Browns General Stores in Llandogo in Monmouthshire’s Wye Valley will be replaced with a new shop at the corner of the site that will have a manager’s flat above it.
An existing house used for bed and breakfast accommodation will be redeveloped as a four-bedroom detached house while four new homes will be provided with two pairs of semi-detached two-bedroom homes built on the site which is beside the main A466 Wye Valley link road.
In the hit Netflix series characters Adam Groff, played by Barbie actor Connor Swindells, and Ola Nyman, played by Patricia Allison, were seen working at Browns which featured as a convenience store.
The shop closed in November, 2021 having been run by the same family for more than 90 years.
When the plans were approved by Monmouthshire County Council’s planning committee, on August 6, local councillor for St Arvans ward Ann Webb said residents had missed the shop.
She said: “I often hear in the village ‘I do miss Browns Stores’. It’s a much needed facility.”
The Conservative said the application, which was first put forward at the end of 2022, had “taken a long time” to be considered and said: “We do not want a vacant site any longer.”
The committee was told the council’s usual policy would require 35 per cent of the homes, on site, to be affordable but planning officer Amy Longford said its independent consultants had accepted that would make the development “unviable”.
Instead the council will accept a contribution “just shy” of £20,000 towards affordable housing elsewhere in the county, which will be secured through a section 106 legal agreement with applicant James Green of Robert C Green Shopfitters in Cwmbran.

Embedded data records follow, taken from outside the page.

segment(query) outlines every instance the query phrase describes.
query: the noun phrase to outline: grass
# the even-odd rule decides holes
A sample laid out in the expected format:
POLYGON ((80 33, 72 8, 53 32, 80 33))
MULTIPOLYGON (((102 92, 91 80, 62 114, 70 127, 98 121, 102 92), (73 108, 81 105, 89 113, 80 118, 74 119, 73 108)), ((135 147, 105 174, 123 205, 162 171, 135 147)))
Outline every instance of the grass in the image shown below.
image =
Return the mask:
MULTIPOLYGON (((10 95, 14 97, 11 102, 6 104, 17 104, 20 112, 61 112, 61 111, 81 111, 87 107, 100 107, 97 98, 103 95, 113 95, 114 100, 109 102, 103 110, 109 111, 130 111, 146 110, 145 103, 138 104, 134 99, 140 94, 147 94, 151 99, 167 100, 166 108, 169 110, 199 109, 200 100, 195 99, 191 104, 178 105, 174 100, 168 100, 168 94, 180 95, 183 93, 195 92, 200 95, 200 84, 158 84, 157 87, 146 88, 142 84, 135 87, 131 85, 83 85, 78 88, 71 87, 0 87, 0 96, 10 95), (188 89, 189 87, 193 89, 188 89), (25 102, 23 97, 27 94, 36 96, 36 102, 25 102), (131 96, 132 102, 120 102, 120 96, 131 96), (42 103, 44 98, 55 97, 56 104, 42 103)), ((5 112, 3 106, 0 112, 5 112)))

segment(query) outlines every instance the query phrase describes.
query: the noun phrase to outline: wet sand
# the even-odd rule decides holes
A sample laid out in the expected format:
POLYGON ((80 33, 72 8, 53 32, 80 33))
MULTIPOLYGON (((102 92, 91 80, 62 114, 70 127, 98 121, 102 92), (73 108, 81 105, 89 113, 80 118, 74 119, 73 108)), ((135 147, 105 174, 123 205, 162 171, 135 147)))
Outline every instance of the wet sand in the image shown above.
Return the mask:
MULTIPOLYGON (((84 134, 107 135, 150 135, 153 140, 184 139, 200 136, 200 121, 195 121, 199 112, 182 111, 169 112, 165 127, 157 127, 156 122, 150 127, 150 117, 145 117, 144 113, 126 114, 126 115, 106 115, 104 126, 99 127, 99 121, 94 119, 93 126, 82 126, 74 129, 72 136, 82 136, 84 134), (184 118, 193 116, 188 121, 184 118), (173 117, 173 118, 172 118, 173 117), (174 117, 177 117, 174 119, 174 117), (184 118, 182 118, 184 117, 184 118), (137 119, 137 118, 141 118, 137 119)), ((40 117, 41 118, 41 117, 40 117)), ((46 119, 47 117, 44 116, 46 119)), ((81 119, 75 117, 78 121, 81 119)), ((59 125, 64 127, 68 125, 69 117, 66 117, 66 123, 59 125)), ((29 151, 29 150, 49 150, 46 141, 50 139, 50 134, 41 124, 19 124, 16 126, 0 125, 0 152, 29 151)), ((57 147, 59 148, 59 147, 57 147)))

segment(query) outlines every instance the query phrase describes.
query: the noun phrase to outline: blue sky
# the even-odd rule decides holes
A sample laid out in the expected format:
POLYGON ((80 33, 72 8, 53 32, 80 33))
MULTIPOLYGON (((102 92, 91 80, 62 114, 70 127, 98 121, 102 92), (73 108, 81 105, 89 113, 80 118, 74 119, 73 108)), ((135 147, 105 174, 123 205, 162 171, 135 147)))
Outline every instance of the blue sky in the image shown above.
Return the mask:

Ms Longford also said the council’s landscape officer had raised concerns about the development which is in the Wye Valley National Landscape, or area of outstanding natural beauty, and its officer said they were concerned about an “urbanising feel and overdevelopment”.
The application was considered by the committee as there were more than five objections but Lyn Parker of the Wye Valley Community Council said it supported the application as it met the local authority’s policies.
She said: “The village needs a shop and we have a high proportion of older people who miss the social interaction.”
Wyesham independent councillor Emma Bryn said it is a “right of passage for children to be able to nip to the local shop to pick up eggs and flower, and they have missed that” but said she was concerned there was no direct pedestrian route to the shop door through the car park. The pavement across the front of the site will be extended to two metres wide.
Ms Longford said highways officers hadn’t objected and the design is intended to ensure vehicles have space to manoeuvre and exit in a forward gear.
The committee approved the application with an added condition the replacement shop is built before the four new homes at the front of the site are occupied. All homes will have electrice vehicle charging points and there will also be one for public use at the shop.